Seaside Heights Elementary School was among the dozens of schools and emergency services buildings across Oregon to receive funds for seismic rehabilitation grants from Business Oregon.
A total of $85 million was approved for 34 schools and six emergency service organizations, Business Oregon reported Friday.
The Seaside School District will receive $2.5 million for work at the Heights. Total cost for the elementary school and gymnasium portion of school construction will total between $14 million and $15 million, project manager Jim Henry said at an April 6 meeting of the district’s School Construction Citizen Oversight Committee.
The Heights project is part of the larger plan to move local schools out of the tsunami zone to the Southeast Hills, approved by voters with passage of a $99.7 million bond in 2016.
The expanded school will house current students as well as students from Gearhart.
Gearhart Elementary School will close in June 2020 and students relocated to the expanded Heights campus outside the tsunami inundation zone.
Henry said funds from the seismic grant will go to reinforcing the roof, exterior and interior wall connections, along with stiffer walls to provide additional shear capacity inside the school. Exterior concrete walls will be reinforced ito help stiffen the building overall.

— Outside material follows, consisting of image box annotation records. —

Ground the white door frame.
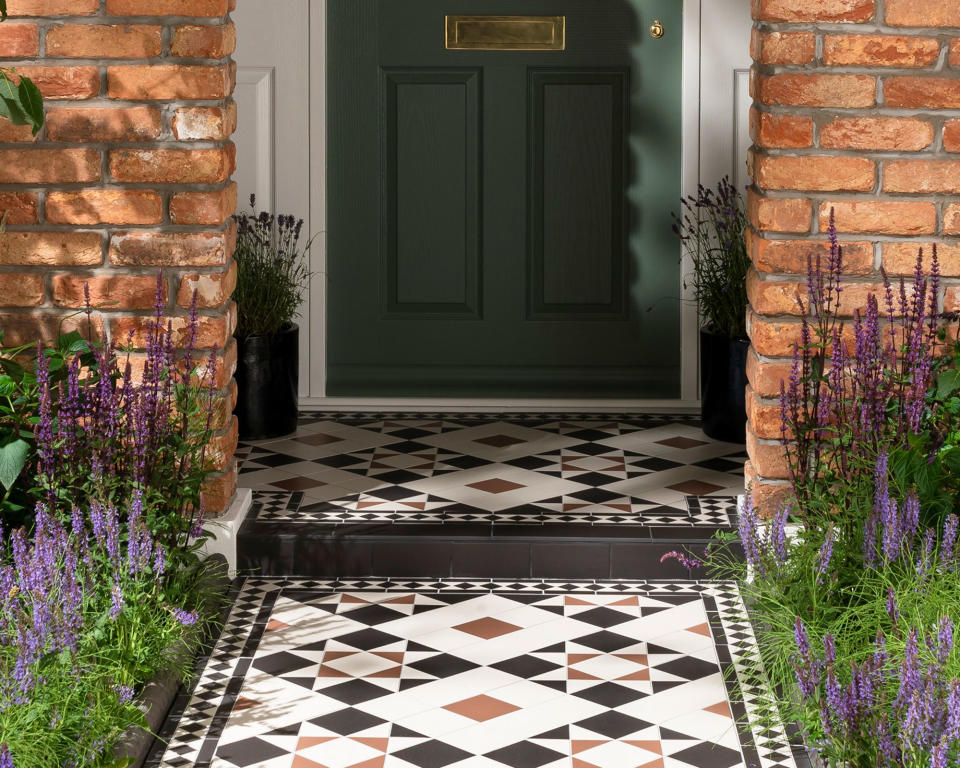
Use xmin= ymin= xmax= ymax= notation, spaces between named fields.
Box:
xmin=240 ymin=0 xmax=747 ymax=412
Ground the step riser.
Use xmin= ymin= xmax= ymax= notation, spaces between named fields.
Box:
xmin=239 ymin=534 xmax=744 ymax=579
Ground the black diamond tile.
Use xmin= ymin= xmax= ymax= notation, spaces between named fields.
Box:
xmin=490 ymin=656 xmax=560 ymax=680
xmin=407 ymin=653 xmax=478 ymax=678
xmin=574 ymin=683 xmax=647 ymax=709
xmin=573 ymin=632 xmax=637 ymax=653
xmin=393 ymin=739 xmax=472 ymax=768
xmin=253 ymin=651 xmax=315 ymax=676
xmin=670 ymin=742 xmax=743 ymax=768
xmin=336 ymin=629 xmax=400 ymax=651
xmin=319 ymin=680 xmax=390 ymax=705
xmin=217 ymin=738 xmax=286 ymax=768
xmin=570 ymin=608 xmax=639 ymax=629
xmin=574 ymin=710 xmax=652 ymax=739
xmin=648 ymin=649 xmax=718 ymax=680
xmin=310 ymin=707 xmax=397 ymax=736
xmin=484 ymin=741 xmax=565 ymax=768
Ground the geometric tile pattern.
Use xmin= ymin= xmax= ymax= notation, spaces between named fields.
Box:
xmin=237 ymin=414 xmax=746 ymax=527
xmin=147 ymin=578 xmax=797 ymax=768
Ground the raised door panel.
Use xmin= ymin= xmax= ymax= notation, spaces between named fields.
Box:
xmin=528 ymin=69 xmax=629 ymax=320
xmin=382 ymin=69 xmax=481 ymax=317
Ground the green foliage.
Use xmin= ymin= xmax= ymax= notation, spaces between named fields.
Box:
xmin=0 ymin=0 xmax=43 ymax=136
xmin=0 ymin=330 xmax=98 ymax=527
xmin=673 ymin=177 xmax=750 ymax=339
xmin=233 ymin=195 xmax=312 ymax=339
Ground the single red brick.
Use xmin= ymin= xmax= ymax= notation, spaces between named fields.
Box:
xmin=47 ymin=189 xmax=163 ymax=227
xmin=886 ymin=0 xmax=960 ymax=27
xmin=751 ymin=0 xmax=875 ymax=21
xmin=46 ymin=24 xmax=163 ymax=59
xmin=758 ymin=73 xmax=877 ymax=108
xmin=753 ymin=155 xmax=876 ymax=192
xmin=107 ymin=64 xmax=233 ymax=101
xmin=170 ymin=22 xmax=237 ymax=59
xmin=820 ymin=200 xmax=937 ymax=235
xmin=0 ymin=149 xmax=100 ymax=184
xmin=883 ymin=160 xmax=960 ymax=194
xmin=820 ymin=117 xmax=933 ymax=152
xmin=883 ymin=77 xmax=960 ymax=109
xmin=0 ymin=22 xmax=40 ymax=59
xmin=110 ymin=226 xmax=236 ymax=267
xmin=0 ymin=232 xmax=103 ymax=267
xmin=107 ymin=0 xmax=228 ymax=18
xmin=750 ymin=109 xmax=813 ymax=149
xmin=7 ymin=0 xmax=100 ymax=17
xmin=883 ymin=242 xmax=960 ymax=277
xmin=51 ymin=273 xmax=157 ymax=309
xmin=823 ymin=35 xmax=940 ymax=67
xmin=747 ymin=189 xmax=813 ymax=233
xmin=750 ymin=29 xmax=817 ymax=66
xmin=110 ymin=144 xmax=236 ymax=184
xmin=46 ymin=107 xmax=163 ymax=143
xmin=170 ymin=183 xmax=237 ymax=226
xmin=17 ymin=66 xmax=100 ymax=99
xmin=747 ymin=232 xmax=873 ymax=275
xmin=173 ymin=100 xmax=237 ymax=141
xmin=943 ymin=120 xmax=960 ymax=152
xmin=177 ymin=262 xmax=237 ymax=309
xmin=0 ymin=192 xmax=37 ymax=226
xmin=0 ymin=272 xmax=44 ymax=308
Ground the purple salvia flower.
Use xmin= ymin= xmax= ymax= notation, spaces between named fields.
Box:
xmin=817 ymin=527 xmax=833 ymax=584
xmin=173 ymin=608 xmax=200 ymax=627
xmin=660 ymin=550 xmax=703 ymax=571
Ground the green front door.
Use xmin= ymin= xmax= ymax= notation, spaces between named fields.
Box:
xmin=327 ymin=0 xmax=682 ymax=398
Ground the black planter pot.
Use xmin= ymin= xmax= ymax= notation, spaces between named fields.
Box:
xmin=235 ymin=324 xmax=300 ymax=440
xmin=700 ymin=328 xmax=750 ymax=443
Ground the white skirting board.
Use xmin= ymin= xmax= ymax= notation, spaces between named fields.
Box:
xmin=200 ymin=488 xmax=253 ymax=579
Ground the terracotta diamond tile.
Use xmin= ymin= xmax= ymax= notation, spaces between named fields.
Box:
xmin=467 ymin=477 xmax=527 ymax=493
xmin=270 ymin=477 xmax=326 ymax=491
xmin=444 ymin=695 xmax=520 ymax=723
xmin=667 ymin=480 xmax=723 ymax=496
xmin=453 ymin=616 xmax=521 ymax=640
xmin=293 ymin=432 xmax=343 ymax=446
xmin=656 ymin=436 xmax=709 ymax=449
xmin=473 ymin=435 xmax=527 ymax=448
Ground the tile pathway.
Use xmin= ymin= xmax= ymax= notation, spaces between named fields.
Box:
xmin=147 ymin=414 xmax=802 ymax=768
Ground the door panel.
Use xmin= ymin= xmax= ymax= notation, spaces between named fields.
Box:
xmin=327 ymin=0 xmax=681 ymax=397
xmin=382 ymin=70 xmax=480 ymax=317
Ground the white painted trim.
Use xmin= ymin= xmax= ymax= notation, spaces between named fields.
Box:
xmin=300 ymin=397 xmax=700 ymax=413
xmin=304 ymin=0 xmax=701 ymax=411
xmin=200 ymin=488 xmax=253 ymax=579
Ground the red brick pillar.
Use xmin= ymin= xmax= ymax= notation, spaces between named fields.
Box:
xmin=747 ymin=0 xmax=960 ymax=510
xmin=0 ymin=0 xmax=236 ymax=513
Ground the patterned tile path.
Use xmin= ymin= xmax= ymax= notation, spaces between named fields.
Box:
xmin=238 ymin=414 xmax=746 ymax=527
xmin=142 ymin=579 xmax=797 ymax=768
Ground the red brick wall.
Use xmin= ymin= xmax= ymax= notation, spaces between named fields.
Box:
xmin=747 ymin=0 xmax=960 ymax=512
xmin=0 ymin=0 xmax=237 ymax=512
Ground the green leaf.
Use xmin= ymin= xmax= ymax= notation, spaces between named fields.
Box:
xmin=937 ymin=368 xmax=960 ymax=400
xmin=17 ymin=77 xmax=43 ymax=136
xmin=0 ymin=439 xmax=30 ymax=491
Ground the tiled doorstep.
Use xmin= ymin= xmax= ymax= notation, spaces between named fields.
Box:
xmin=148 ymin=579 xmax=796 ymax=768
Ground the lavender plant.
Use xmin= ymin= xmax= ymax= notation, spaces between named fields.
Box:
xmin=673 ymin=177 xmax=750 ymax=339
xmin=25 ymin=276 xmax=218 ymax=559
xmin=234 ymin=195 xmax=311 ymax=339
xmin=0 ymin=492 xmax=214 ymax=768
xmin=780 ymin=212 xmax=960 ymax=517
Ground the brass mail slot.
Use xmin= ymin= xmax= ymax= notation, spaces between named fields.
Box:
xmin=446 ymin=16 xmax=567 ymax=51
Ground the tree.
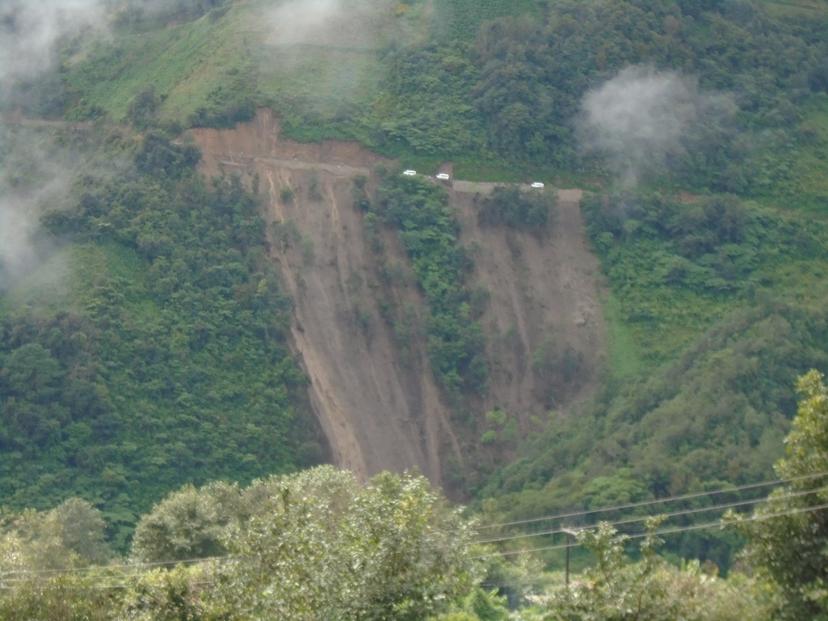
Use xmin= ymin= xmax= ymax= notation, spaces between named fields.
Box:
xmin=544 ymin=518 xmax=770 ymax=621
xmin=132 ymin=483 xmax=240 ymax=562
xmin=743 ymin=371 xmax=828 ymax=619
xmin=212 ymin=467 xmax=476 ymax=621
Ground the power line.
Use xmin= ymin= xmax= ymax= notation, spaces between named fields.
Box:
xmin=477 ymin=472 xmax=828 ymax=530
xmin=474 ymin=503 xmax=828 ymax=559
xmin=0 ymin=472 xmax=828 ymax=582
xmin=475 ymin=486 xmax=828 ymax=545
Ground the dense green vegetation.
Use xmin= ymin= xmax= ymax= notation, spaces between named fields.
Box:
xmin=372 ymin=176 xmax=488 ymax=398
xmin=584 ymin=193 xmax=828 ymax=364
xmin=0 ymin=371 xmax=828 ymax=621
xmin=0 ymin=0 xmax=828 ymax=621
xmin=0 ymin=135 xmax=322 ymax=545
xmin=45 ymin=0 xmax=828 ymax=203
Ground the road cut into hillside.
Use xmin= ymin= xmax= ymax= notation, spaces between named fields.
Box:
xmin=192 ymin=111 xmax=605 ymax=483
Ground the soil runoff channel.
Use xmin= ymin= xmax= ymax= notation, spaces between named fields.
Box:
xmin=191 ymin=111 xmax=606 ymax=484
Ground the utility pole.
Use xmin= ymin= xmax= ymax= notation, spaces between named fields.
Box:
xmin=561 ymin=528 xmax=578 ymax=590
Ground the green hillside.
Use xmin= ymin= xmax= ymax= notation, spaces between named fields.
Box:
xmin=0 ymin=0 xmax=828 ymax=580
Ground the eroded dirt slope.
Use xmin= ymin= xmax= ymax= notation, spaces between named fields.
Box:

Of the $85 million delivered, about $75 million will go to Oregon schools.
The maximum grant per school is $2.5 million, district superintendent Sheila Roley said.
In announcing the grant, Business Oregon reported that the Seismic Rehabilitation Grant Program is a state of Oregon competitive grant program that provides funding for the seismic rehabilitation of critical public buildings, particularly public schools and emergency services facilities. It is one of the infrastructure programs Business Oregon administers to help develop livable and prosperous communities in addition to business development services and programs.
This is the fifth round of funding Business Oregon has awarded under the program, Business Oregon said.
“At some point, the state of Oregon set a goal of seismically retrofitting all of the older school buildings in the state,” Roley said.
This money is just for upgrades at the Heights school, she said, not for work at the middle and high school or other purposes.
Design development is complete, Henry said, including classroom types, gymnasium and covered play areas, technology improvements and building security. Construction teams are also creating a fire lane around the elementary school. “It’s going to be busy at the Heights.”
The foundation work for the Heights gymnasium, newly separated out from the school building, begins when school ends in mid-June. Work will continued through the school year, from Tuesdays through Saturdays, to give construction crews one day a week to work when students are not in attendance. “It’s always hard to have construction while there’s school, but I think we have a pretty good scenario how to make it happen.”
The Heights school project is expected to be completed by summer 2020. “By August 1, hopefully we can put furniture in,” Roley said.